Figure 2: Scatterplot of Subgroup-Specific Item Difficulties

Finally, Figure 3 is a bar plot that illustrates the direction and magnitude of the differences in item difficulty between subgroups. In the plot, each bar represents the difference in difficulty between subgroups for an individual item, ordered by the item sequence in the survey. Bars that point to the left of the plot indicate that the item was easier to endorse for Subgroup 1, and bars that point to the right of the plot indicate that the item was easier to endorse for Subgroup 2. Dashed vertical lines are plotted that show values of +0.5 and -0.5 logits as an indicator of substantial differences in item difficulty between subgroups.

Figure 3: Bar Plot of Differences In Item Difficulty Between Subgroups

8.5 References

Luppescu, S. (1995). Comparing measures: Scatterplots. Rasch Measurement Transactions, 9(1), 410.
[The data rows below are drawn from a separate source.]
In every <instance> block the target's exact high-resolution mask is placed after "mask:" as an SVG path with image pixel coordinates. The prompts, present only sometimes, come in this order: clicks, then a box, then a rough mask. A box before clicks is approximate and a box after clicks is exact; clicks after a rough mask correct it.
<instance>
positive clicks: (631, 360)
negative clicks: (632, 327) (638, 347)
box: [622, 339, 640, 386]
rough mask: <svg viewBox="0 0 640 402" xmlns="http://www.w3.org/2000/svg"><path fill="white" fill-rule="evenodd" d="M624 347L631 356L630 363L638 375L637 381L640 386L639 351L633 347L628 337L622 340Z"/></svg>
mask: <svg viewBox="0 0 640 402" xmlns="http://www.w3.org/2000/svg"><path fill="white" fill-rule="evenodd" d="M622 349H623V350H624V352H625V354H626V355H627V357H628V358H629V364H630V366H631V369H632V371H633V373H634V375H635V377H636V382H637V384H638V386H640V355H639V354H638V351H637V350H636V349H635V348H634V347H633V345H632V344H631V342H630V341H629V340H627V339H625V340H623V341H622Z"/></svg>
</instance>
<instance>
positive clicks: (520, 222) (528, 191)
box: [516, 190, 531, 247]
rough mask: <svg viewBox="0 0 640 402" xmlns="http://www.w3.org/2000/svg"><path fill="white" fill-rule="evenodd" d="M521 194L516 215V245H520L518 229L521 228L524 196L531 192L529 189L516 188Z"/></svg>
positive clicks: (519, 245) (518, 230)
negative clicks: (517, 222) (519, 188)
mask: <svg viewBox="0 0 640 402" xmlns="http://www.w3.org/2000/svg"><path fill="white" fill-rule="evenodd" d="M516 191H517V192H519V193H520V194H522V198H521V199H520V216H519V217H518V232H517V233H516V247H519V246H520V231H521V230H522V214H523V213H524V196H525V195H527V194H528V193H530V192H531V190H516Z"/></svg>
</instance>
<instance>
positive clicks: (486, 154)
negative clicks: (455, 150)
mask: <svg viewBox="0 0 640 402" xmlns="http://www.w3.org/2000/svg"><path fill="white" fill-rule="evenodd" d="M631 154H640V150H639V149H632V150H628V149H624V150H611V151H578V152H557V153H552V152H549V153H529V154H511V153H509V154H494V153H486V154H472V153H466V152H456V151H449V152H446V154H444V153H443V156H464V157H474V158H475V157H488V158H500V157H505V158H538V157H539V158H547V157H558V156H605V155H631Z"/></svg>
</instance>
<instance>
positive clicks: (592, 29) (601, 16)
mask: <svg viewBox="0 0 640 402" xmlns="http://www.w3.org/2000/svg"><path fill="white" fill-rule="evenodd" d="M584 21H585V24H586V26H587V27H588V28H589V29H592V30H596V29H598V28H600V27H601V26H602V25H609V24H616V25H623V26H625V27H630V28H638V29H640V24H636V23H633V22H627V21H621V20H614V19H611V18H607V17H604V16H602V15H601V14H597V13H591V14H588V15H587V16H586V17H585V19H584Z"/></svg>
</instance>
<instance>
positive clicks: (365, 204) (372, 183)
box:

Masters, G. N. (1982). A Rasch model for partial credit scoring. Psychometrika, 47(2), 149–174. https://doi.org/10.1007/BF02296272

Masters, G. N., & Wright, B. D. (1997). The partial credit model. In W. J. van der Linden & R. K. Hambleton (Eds.), Handbook of modern item response theory (pp. 101–121). Springer.

Mair, P., Hatzinger, R., & Maier M. J. (2020). eRm: Extended Rasch Modeling. 1.0-1. https://cran.r-project.org/package=eRm

Wright, B. D., & Masters, G. N. (1982). Rating Scale Analysis: Rasch Measurement. MESA Press.